Random Football
Predicting NFL Game Winners using Random Forests
Flatiron mod 5 project by Llew and Jon
Question - Can we predict the winner of NFL games?
In general: not very well. Football games are determined by many random factors with individual plays having significant impact on the results. The results of those individual plays are often determined by slim margins (for example, did the ball cross the line to gain? or did the players shoe-touch the out-of-bounds line?)
We revised our goal to be: can we beat Vegas in picking the winner? Vegas oddsmakers select a favorite team, implied by the point spread. If the point spread for a team is negative, they are the favorite.
Libraries Used
- pandas
- numpy
- patsy
- sklearn
Data
NFL Scores and Stadium Data
https://www.kaggle.com/tobycrabtree/nfl-scores-and-betting-data
- Game info going back to 1966 including scores, weather, & betting spread and over/under
FiveThirtyEight Elo Data https://projects.fivethirtyeight.com/nfl-api/nfl_elo.csv
- FiveThirtyEight Elo ratings for each game back to 1920
Features gathered from the kaggle dataset included:
- Season (Year)
- Week of Season
- Elevation
- Home Team
- Away Team
- Weather Conditions
From the FiveThirtyEight Elo Data:
- Elo probability of home team win
Additional features were engineered from the Kaggle data. The full dataset was rearranged for each team to calculate the following:
- Season Win Percentage prior to the current game
- Season Average Points Scored prior to the current game
- Distance Travelled since last game
- Days Elapsed since last game
Modeling
We selected the 2017 NFL season as our initial testing data, which allowed us to have a sizeable history of training data and also have the ability to move the model forward in time and test on the 2018 NFL season.
After initial attempts to model using logistic regression, support vector machines, gradient boosting, and single decision trees, we found the most successful model was a random forest regressor.
Random forests do not require feature scaling, so our features remained in their original units.
We used a Grid Search to find the best fitting hyperparameters for the random forest. However, we note that the Grid Search produced different results on each run due to the random nature of random forests. We arbitrarily assigned a random state to the Grid Search to maintain a single solution set of parameters.
The key parameters of the random forest regressor include:
- ‘n_estimators’: 50
- Number of decision trees
- 'bootstrap': True
- Bootstrap samples are used to build decision trees
- 'max_depth': 10 * The maximum depth of the tree is 10.
- 'max_features': 'sqrt' * The number of features to consider when looking for the best split is limited to sqrt(n_features)
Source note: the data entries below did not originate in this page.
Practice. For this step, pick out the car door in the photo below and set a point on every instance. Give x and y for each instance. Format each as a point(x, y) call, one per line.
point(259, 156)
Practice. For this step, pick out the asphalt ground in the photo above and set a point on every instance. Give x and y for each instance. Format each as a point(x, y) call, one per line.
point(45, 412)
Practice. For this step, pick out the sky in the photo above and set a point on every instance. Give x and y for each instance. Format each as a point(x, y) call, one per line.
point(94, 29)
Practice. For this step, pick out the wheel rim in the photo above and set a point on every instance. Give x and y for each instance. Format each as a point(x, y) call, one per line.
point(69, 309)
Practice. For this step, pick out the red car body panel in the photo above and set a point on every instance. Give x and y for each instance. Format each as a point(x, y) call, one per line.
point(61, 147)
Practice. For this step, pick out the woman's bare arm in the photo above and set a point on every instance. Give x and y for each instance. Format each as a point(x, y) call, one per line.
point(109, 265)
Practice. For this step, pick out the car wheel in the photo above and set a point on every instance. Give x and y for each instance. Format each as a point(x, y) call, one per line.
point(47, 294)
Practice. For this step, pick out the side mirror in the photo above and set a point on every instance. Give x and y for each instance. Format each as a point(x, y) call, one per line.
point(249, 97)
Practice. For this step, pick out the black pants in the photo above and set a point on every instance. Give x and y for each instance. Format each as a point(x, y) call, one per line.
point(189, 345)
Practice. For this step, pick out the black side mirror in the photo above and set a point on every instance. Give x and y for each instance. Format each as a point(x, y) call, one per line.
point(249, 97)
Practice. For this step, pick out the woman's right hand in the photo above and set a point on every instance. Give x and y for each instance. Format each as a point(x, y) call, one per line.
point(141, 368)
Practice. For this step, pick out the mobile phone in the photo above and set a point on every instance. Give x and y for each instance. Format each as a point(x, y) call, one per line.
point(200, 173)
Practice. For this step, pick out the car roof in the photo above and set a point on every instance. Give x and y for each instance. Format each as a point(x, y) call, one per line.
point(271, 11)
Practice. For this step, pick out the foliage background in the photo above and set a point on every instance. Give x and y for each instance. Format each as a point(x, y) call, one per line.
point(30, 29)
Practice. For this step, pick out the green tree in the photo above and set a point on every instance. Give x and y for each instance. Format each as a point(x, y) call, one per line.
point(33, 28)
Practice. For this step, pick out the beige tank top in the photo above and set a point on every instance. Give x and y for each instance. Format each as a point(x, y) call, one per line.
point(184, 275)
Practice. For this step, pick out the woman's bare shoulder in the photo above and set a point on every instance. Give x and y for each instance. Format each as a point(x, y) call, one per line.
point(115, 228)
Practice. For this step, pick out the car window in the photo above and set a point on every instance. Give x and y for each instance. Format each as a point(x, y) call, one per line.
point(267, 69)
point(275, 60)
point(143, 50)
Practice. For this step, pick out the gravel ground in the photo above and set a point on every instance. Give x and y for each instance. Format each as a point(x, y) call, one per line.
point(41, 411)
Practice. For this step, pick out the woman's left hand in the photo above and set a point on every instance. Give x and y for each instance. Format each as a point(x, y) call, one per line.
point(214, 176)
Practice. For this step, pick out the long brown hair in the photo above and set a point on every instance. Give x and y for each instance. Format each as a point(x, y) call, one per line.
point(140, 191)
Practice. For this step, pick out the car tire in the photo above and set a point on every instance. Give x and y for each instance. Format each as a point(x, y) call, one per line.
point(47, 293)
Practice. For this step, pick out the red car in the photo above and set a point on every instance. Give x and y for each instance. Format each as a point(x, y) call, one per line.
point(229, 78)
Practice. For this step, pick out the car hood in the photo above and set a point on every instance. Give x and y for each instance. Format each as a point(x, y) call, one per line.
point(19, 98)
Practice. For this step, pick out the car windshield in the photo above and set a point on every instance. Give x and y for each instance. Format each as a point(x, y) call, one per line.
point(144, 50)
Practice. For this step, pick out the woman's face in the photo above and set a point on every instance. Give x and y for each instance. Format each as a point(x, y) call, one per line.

- 'min_samples_leaf': 4 * The minimum number of samples required to be at a leaf node is 4.
- 'min_samples_split': 2 * The minimum number of samples required to split an internal node is 2.
Our model produced the following features as the most important and the associated Feature Importance Percentage:
- Elo Probability Home - 22%
- Away Team Average Score - 9%
- Home Team Season Win % - 8%
- Away Team Season Win % - 7%
- Away Team Travel Distance - 7%
The model was run on each data in our dataset beginning with the 2012 NFL Season (which only trained on the 2011 NFL season). We limited the training data to 4 seasons, based on both decreasing accuracy at greater numbers of seasons, and the intuition that NFL teams turn over their players and/or coaching staff in this period of time.
Results
| Test Season | Training Season(s) | Baseline All-Home Accuracy | Target Vegas Accuracy | Random Forest Accuracy | Close-call Home Accuracy | Close-call Abstain Accuracy |
| 2012 | 2011 | 56.55% |
63.67% |
62.17% |
61.42% |
69.43% |
| 2013 | 2011-2012 | 59.18% |
64.42% |
60.30% |
58.43% |
69.60% |
| 2014 | 2011-2013 | 57.30% |
68.54% |
66.29% |
62.55% |
70.00% |
| 2015 | 2011-2014 | 54.31% |
64.04% |
63.30% |
59.18% |
70.27% |
| 2016 | 2012-2015 | 57.68% |
67.04% |
64.04% |
58.80% |
66.87% |
| 2017 | 2013-2016 | 56.93% |
60.30% |
64.04% |
62.17% |
68.39% |
| 2018 | 2014-2017 | 58.80% |
67.42% |
62.17% |
63.67% |
64.33% |
Conclusion
- Random Forest model accuracy (62%-66%) regularly beats a naive, home-team-wins strategy (54%-59%).
- With Elos included and using a strategy of not betting on close-calls, Random Forest Regressor model accuracy (64%-70%) beat out Vegas odds (60%-68%).